Sarà il primo dipartimento di oncologia pediatrica di tutta la Cisgiordania, e anche il primo a impiegare degli assistenti sociali per il sostegno psicologico dei piccoli. Coprirà non solo la West Bank ma, occupazione militare permettendo, riuscirà a tendere la mano anche a Gaza. Quello che sta sorgendo al quarto piano dell’ospedale pubblico di Beit Jala, vicino a Betlemme, non è solo un reparto: è il sogno di Huda al-Masri e Steve Sosebee, fondatori del Palestinian Children’s Relief Fund (PCRF)* che in 20 anni di attività ha aiutato più di 10.000 bambini in Medio Oriente fornendo cibo e cure mediche nella regione o all’estero. Huda non ce l’ha fatta a sconfiggere la leucemia, ma prima di andarsene nel 2009 ha fatto promettere a suo marito Steve di realizzare un reparto di oncologia pediatrica in Cisgiordania.
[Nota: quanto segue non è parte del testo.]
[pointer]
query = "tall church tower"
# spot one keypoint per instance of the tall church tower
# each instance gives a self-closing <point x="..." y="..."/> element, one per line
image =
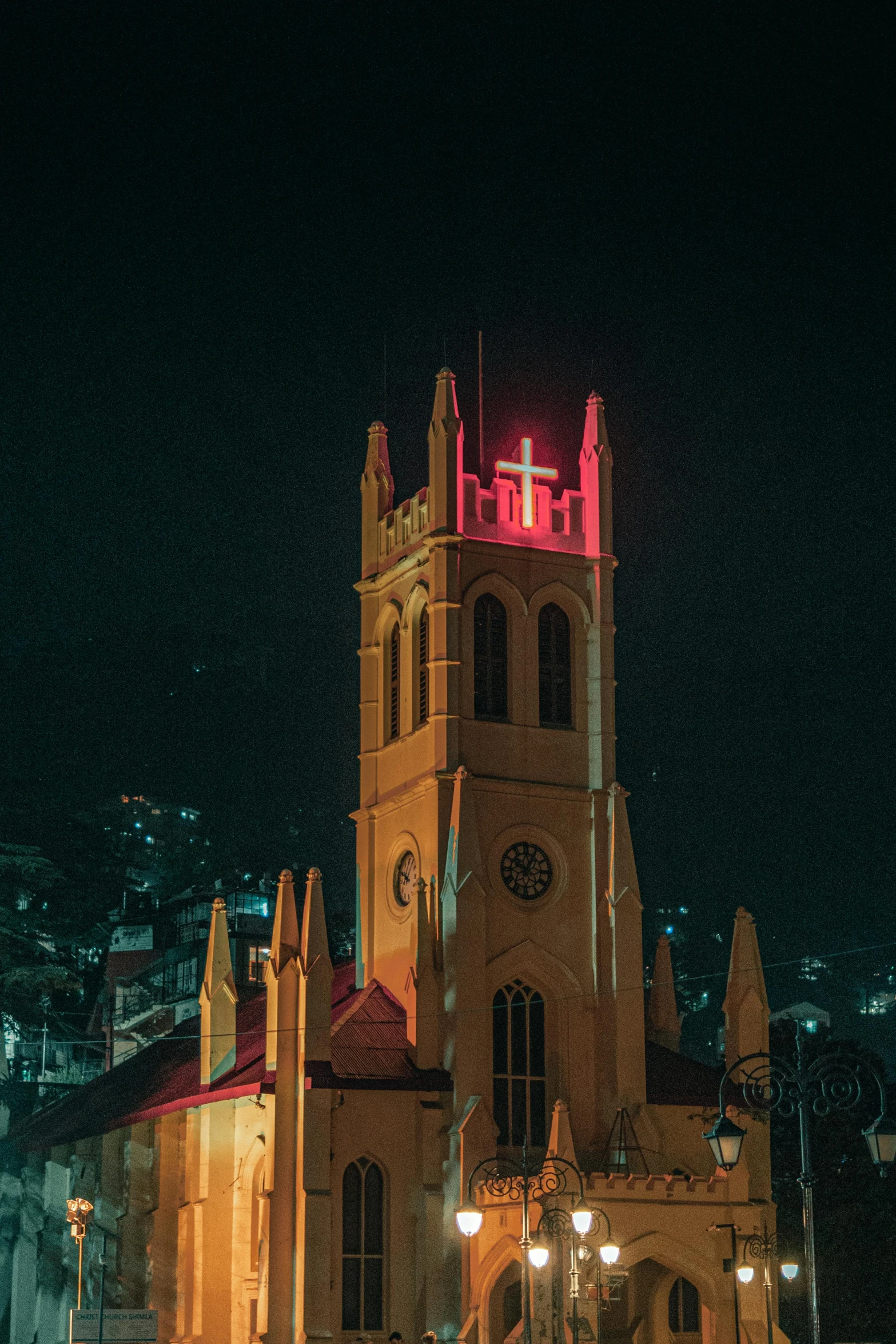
<point x="497" y="896"/>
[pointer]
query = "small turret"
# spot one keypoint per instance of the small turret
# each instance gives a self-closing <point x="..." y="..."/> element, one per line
<point x="746" y="1005"/>
<point x="376" y="495"/>
<point x="447" y="459"/>
<point x="317" y="971"/>
<point x="282" y="953"/>
<point x="595" y="475"/>
<point x="664" y="1026"/>
<point x="218" y="1001"/>
<point x="560" y="1139"/>
<point x="281" y="979"/>
<point x="425" y="1026"/>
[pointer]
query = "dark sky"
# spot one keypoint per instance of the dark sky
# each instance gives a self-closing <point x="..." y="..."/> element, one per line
<point x="214" y="216"/>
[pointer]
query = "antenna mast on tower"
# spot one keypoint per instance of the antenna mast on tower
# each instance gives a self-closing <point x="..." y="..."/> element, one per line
<point x="481" y="444"/>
Dal 2010 il PCRF sta raccogliendo donazioni per riuscire a costruire un reparto che si prenda cura nel modo più completo possibile dei bambini malati di cancro: adesso il sogno sta diventando realtà.

“Finora- spiega il dottor Mohamad Najajreh, specialista in oncologia ed ematologia pediatrica- i bambini affetti da tumore hanno avuto due stanze a disposizione in quest’ospedale: una nel reparto di pediatria e una in oncologia. Purtroppo siamo costretti a somministrar loro la chemioterapia in day hospital e mandarli a casa nel pomeriggio: non abbiamo abbastanza spazio”.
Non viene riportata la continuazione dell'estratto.